Since Pokemon TCG Pocket decks are so small — 20 cards — there’s not a lot of room for creativity; typically from the very first card your opponent flips, you know everything about the deck they are playing.
Shining Revelry introduced, besides shinies, a bunch of new EX cards, chief among them, Giratina EX. Giratina conjures psychic energy out of thin air. Darkrai EX damages the opponent whenever it takes dark energy from the energy pool (the only kind of energy). Druddigon is there to stand in the active spot and just exist. We don’t have fire or water energy, so it will never attack. It just punishes attackers, and if you have the Rocky Helmet upgrade, it will return 40 damage with each hit, and Shaymin (we have no leaf power either) can passively heal every damaged Pokemon for a small amount.
The deck just powers up Giratina EX and Darkrai EX on the bench while Druddigon buys time.
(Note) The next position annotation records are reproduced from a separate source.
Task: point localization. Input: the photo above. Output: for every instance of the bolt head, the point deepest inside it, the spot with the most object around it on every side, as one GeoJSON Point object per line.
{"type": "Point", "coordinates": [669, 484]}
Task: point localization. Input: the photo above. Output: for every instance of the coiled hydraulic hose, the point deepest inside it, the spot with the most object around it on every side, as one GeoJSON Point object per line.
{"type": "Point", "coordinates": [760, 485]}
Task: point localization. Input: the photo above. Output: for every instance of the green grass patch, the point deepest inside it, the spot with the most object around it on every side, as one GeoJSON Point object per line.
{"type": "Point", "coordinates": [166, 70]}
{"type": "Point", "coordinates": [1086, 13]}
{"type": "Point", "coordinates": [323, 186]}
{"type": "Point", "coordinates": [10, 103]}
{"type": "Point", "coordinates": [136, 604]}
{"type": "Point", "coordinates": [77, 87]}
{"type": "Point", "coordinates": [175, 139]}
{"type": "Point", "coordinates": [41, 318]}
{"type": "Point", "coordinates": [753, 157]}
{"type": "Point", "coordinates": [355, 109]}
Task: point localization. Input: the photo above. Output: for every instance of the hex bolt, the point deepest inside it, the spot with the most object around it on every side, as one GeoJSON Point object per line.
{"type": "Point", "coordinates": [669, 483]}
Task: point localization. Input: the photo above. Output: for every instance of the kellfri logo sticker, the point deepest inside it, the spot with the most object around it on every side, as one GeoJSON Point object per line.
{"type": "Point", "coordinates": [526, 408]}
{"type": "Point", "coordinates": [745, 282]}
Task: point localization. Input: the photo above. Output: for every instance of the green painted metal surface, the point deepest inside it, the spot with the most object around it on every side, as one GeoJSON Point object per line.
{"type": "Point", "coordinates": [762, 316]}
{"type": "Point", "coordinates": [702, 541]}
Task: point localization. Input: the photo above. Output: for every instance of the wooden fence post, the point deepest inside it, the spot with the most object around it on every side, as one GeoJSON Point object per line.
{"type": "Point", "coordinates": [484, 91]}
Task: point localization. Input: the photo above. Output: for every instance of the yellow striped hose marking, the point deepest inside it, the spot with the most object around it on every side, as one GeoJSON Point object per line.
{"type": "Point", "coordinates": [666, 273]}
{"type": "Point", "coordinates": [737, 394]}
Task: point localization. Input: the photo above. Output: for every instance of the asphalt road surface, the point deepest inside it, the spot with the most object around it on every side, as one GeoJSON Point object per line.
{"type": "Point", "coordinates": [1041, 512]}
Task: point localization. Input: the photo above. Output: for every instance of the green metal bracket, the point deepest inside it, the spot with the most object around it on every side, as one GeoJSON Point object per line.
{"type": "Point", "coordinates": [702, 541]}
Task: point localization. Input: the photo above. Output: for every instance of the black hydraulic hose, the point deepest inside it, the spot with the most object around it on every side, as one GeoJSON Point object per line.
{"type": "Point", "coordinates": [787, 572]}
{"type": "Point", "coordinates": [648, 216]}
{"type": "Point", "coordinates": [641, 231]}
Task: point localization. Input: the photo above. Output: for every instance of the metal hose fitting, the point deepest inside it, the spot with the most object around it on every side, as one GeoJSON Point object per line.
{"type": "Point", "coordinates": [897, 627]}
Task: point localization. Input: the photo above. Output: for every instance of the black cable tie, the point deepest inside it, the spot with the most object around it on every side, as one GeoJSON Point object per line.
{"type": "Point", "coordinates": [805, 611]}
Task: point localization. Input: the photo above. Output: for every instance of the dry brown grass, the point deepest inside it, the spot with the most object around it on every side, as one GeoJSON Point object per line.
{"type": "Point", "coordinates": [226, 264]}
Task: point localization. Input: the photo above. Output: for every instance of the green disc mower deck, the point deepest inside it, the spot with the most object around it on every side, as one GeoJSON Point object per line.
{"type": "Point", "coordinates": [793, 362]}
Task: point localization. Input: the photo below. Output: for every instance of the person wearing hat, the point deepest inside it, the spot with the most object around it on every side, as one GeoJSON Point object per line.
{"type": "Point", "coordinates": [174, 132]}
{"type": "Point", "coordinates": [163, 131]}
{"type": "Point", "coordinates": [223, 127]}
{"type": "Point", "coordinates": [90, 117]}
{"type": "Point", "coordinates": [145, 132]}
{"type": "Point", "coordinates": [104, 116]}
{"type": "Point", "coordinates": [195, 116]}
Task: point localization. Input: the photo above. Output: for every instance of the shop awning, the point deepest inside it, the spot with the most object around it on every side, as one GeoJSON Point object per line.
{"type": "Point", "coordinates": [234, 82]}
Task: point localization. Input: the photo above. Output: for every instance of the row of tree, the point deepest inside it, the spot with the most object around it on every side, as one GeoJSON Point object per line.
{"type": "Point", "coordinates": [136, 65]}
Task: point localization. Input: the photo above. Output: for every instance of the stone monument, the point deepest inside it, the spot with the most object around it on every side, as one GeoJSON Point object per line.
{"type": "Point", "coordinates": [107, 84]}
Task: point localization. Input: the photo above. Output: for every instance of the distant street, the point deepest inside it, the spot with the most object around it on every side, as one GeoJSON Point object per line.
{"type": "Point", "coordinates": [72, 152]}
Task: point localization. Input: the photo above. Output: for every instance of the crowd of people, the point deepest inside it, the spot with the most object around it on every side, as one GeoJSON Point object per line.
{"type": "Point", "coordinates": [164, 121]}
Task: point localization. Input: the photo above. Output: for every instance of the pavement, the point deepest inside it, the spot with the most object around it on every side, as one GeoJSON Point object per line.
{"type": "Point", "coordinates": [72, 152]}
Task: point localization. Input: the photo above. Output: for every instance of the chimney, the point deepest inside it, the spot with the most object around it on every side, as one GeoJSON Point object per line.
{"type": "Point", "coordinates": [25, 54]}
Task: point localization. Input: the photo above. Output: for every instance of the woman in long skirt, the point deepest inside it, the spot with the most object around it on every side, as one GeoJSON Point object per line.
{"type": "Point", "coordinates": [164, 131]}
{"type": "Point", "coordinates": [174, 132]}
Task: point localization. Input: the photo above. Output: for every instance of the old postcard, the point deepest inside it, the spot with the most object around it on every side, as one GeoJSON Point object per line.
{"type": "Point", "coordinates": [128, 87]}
It’s a very technical deck and I love it.
A Dark Room
You’re going to want to play this game.
“A Dark Room” is hard to describe. Much like a painting, perhaps, with a stroke here and a stroke there and from a simple start — you find yourself alone, in the middle of a forest, in a hut, and you start a fire to save yourself from dying in the cold. As you play, more locations open up; a Silent Forest where you can find firewood. A stranger stumbles in and is a builder, and now you can build huts and more people come. Suddenly the game is a survival crafting game, and still you’re just seeing the calm text interface. And then it’s a worker placement game. And then the game opens up even more, and now it’s a roguelike. And now it’s Fallout and the plot is really opening up and it’s still all just text.
That’s a new game up in the picture. A screenshot of my current game would be full of too many spoilers. I need you to go play this.
I played Arcade Paradise for a while but it was just a bit too slow to get going and I drifted away. I was spending too much time doing laundry! And pulling wads of gum off things… ewww.
I believe there’s a VR version out there, too.
You’re supposed to just ignore the laundry after awhile, but it DEFINITELY gets old REAL FAST.